Important Additional Information About the
Merger and Where to Find It
The proposed Merger transaction will be
submitted to the shareholders of William Penn and Mid Penn for their consideration and approval. In connection with the proposed
Merger transaction, Mid Penn will be filing with the SEC a registration statement on Form S-4, which will
include a joint proxy statement of Mid Penn and William Penn and a prospectus of Mid Penn and other relevant documents concerning
the proposed transaction.
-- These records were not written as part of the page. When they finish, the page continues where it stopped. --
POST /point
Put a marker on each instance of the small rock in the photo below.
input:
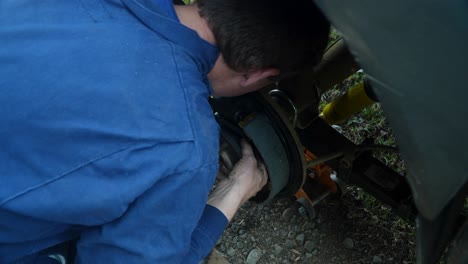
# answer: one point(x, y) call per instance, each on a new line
point(300, 239)
point(348, 243)
point(287, 214)
point(277, 249)
point(235, 228)
point(309, 245)
point(284, 233)
point(240, 245)
point(376, 260)
point(254, 256)
point(231, 252)
point(289, 243)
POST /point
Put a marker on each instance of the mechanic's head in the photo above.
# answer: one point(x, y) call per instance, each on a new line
point(262, 40)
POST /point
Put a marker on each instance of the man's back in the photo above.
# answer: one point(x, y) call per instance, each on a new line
point(95, 110)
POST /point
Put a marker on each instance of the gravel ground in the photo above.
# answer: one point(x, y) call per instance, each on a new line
point(344, 231)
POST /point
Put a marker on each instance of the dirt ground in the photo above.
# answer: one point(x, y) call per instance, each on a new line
point(344, 231)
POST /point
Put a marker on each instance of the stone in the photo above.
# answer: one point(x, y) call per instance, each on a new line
point(309, 246)
point(240, 245)
point(348, 243)
point(300, 239)
point(254, 256)
point(377, 260)
point(289, 243)
point(277, 248)
point(287, 214)
point(231, 252)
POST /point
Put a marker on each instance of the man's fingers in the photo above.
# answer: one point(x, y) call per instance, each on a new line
point(246, 148)
point(262, 168)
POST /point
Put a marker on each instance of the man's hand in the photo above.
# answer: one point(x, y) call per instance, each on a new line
point(246, 178)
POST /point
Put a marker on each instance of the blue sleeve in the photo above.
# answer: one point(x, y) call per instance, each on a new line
point(210, 227)
point(169, 223)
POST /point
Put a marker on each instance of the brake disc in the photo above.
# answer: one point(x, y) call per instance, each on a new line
point(256, 117)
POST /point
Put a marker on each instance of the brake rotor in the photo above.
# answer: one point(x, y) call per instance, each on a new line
point(256, 117)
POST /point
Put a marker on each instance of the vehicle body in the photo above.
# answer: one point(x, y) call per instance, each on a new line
point(414, 55)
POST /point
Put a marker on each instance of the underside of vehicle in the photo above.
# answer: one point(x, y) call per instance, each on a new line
point(414, 56)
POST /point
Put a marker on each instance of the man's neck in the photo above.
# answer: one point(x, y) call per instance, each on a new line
point(189, 17)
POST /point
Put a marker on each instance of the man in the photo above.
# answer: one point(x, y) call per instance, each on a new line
point(107, 135)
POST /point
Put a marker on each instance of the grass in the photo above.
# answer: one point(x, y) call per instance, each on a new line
point(371, 123)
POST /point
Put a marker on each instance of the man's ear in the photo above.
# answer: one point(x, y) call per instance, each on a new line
point(257, 76)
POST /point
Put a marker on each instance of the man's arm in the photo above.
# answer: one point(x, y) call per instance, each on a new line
point(246, 179)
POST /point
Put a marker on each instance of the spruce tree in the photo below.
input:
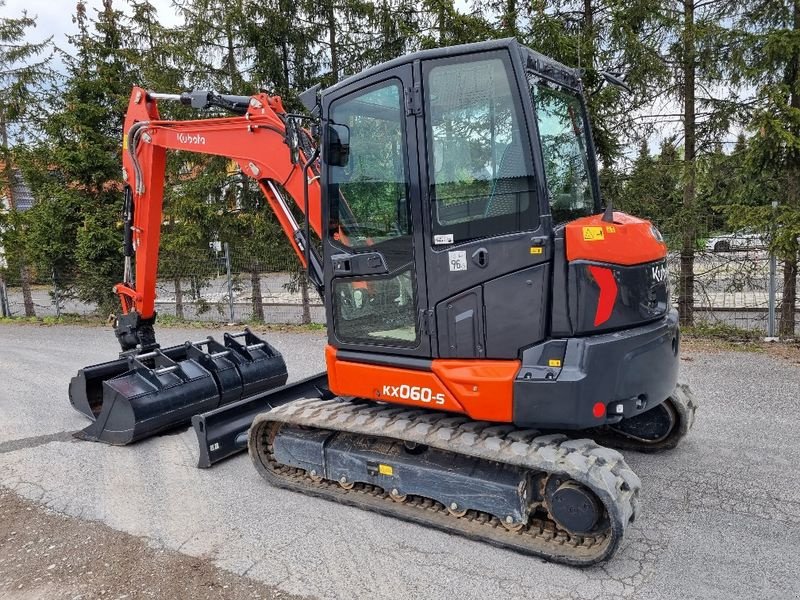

INVESTORS AND SHAREHOLDERS OF MID PENN AND WILLIAM PENN ARE URGED TO READ THE REGISTRATION STATEMENT
AND THE JOINT PROXY STATEMENT/PROSPECTUS REGARDING THE TRANSACTION WHEN IT BECOMES AVAILABLE AND ANY OTHER RELEVANT DOCUMENTS FILED
WITH THE SEC, AS WELL AS ANY AMENDMENTS OR SUPPLEMENTS TO THOSE DOCUMENTS, BECAUSE THEY WILL CONTAIN IMPORTANT
INFORMATION. Investors will be able to obtain a free copy of the joint proxy statement/prospectus, as well as other filings
containing information about Mid Penn and William Penn, free of charge from the SEC’s Internet site (www.sec.gov).
Copies of the joint proxy statement/prospectus and the filings with the SEC that will be incorporated by reference in the joint
proxy statement/prospectus can also be obtained, free of charge, or by contacting Mid Penn Bancorp, Inc., 2407 Park Drive,
Harrisburg, Pennsylvania, 17110, attention: Investor Relations (telephone (866) 642-7736); or William Penn
Bancorporation, 10 Canal Street, Suite 104, Bristol, Pennsylvania 19007, attention: Kenneth J. Stephon, President and CEO
(telephone (267) 540-8500).
No Offer or Solicitation
This communication not a proxy statement or solicitation
of a proxy, consent or authorization with respect to any securities or in respect of the proposed Merger and shall not constitute an offer
to sell or a solicitation of an offer to buy any securities nor shall there be any sale of securities in any state or jurisdiction in
which such offer, solicitation, or sale would be unlawful prior to registration or qualification under the securities laws of any such
state or jurisdiction.
Participants in the Solicitation
Mid Penn, William Penn and their respective directors,
executive officers, and certain other members of management and employees may be deemed to be participants in the solicitation of proxies
from Mid Penn and/or William Penn shareholders in connection with the proposed Merger transaction under the rules of the SEC. Information
regarding the directors and executive officers of Mid Penn and William Penn is available in each company’s respective most recent
definitive proxy statement filed with the SEC and other documents filed by Mid Penn and William Penn with the SEC. Other information
regarding the participants in the proxy solicitation and a description of their direct and indirect interests, by security holdings or
otherwise, will be contained in the joint proxy statement/prospectus and other relevant materials filed with the SEC, which may be obtained
free of charge as described under the heading “Important Additional Information About the Merger and Where to Find It.”